TÜM AİLEYİ ETKİLİYOR
Yeşilay Genel Başkanı Doç. Dr. Mehmet Dinç: kumar bağımlılığına karşı sundukları çözümün bireyler ve ailelere yönelik psikoterapi ve sosyal destek hizmeti sunmak olduğunu belirtti. Dinç, “Bilişsel Davranışçı Terapi ve Motivasyonel Görüşme Teknikleriyle, kumar oynama isteğiyle nasıl başa çıkılacağını öğretiyoruz. Kumar bağımlılığı sadece bireyi değil, tüm aileyi etkileyen bir sorundur. YEDAM’da sunduğumuz aile terapileri, rehabilitasyon sürecine ailelerin de dahil edilmesi, finansal yönetim becerilerinin kazandırılması ve aile içi güvenin yeniden inşa edilmesini içeriyor. Ailelerin bu sürece dahil edilmesi, iyileşme oranlarını ciddi şekilde artırıyor.” ifadelerini kullandı.
20’Lİ YAŞLARDA BAŞLIYOR
Psikiyatrist Prof. Dr. Arif Verimli, son zamanlarda muayenesine çok sayıda kumar bağımlısı geldiğini belirterek, “Çok büyük bir sosyal patlama olacak” ifadeleriyle endişelerini dile getirdi. “Özellikle, kuruluşları yurt dışında olan bahis ve kumar organizasyonları ile oynuyorlar. Bu bağımlılık 20’li yaşlarda başlıyor ve değişik kişilik bozuklukları ile devam ediyor. Yetiştiriliş tarzı, ya çıkarsa inancı kişiyi cezbediyor” diyen Verimli, sözlerini şöyle sürdürdü:
“Kumar oynayan kişiler akla yakın gelen sebeplerle oynadıklarını öne sürerler. Kişi kaybettiklerini geri alabilmek için daha çok oyun oynama ihtiyacı duyuyor. Kazandıysa da 3 kazanıyor 7 kaybediyor bu sistemlerde. Keyif için oynadıklarını söyleyenler var ama bize göre bu dürtü denetim bozukluğu.”
DÜRTÜ DENETİMİ ŞART
Psikoterapi ve ilaç tedavisinin birlikte gittiğini anlatan Verimli, kişinin tedaviyi istemesine de dikkat çekti. Kişiye dürtü denetimini sağlayacak davranışları öğrettiklerini anlatan Verimli, “Kumar esnasında beyindeki hatalı inanışlar insanı mantıksal olarak yönlendiriyor ve davranışlarını makul hale getiriyor, oysa hiçbiri gerçekçi değiller.”

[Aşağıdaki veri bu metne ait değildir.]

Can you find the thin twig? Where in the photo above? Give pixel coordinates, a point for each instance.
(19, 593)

Özellikle gençlerin çabuk para kazanma dürtüleri nedeniyle kumar ya da bahis gibi oyunlara yöneldiklerine dikkat çeken Psikiyatri Uzmanı Prof. Dr. Onur Noyan, gençleri bu bağımlılıktan korumak için çocuk ve ergenlerin bu tarz oyunlarla tanışmalarının engellenmesi gerektiğini söyledi ve bağımlıların ailelerine ‘borçlarını ödemek yerine tedaviye yönlendirerek destek olun’ önerisinde bulundu.
KISIR BİR DÖNGÜ
Noyan, “Kişi istemli bir şekilde bahis, kumar oynamaya başlıyor, bu durum kişinin beyninin ödül merkezini aşırı uyarıyor. Kişi bir süre sonra fark etmeden de olsa çok fazla keyif alıyor ve beyni dopamin salgılıyor. Beyni fazla dopamin salgıladığı zaman, bu sefer de diğer aktivitelerden keyif alamamaya başlıyor ve bu nedenle her canı sıkıldığında kumar oynamak istiyor. Kumar oynadığında ise beynin ödül merkezi daha çok çalışıyor ve bir kısır döngü devreye giriyor” açıklamasını yaptı.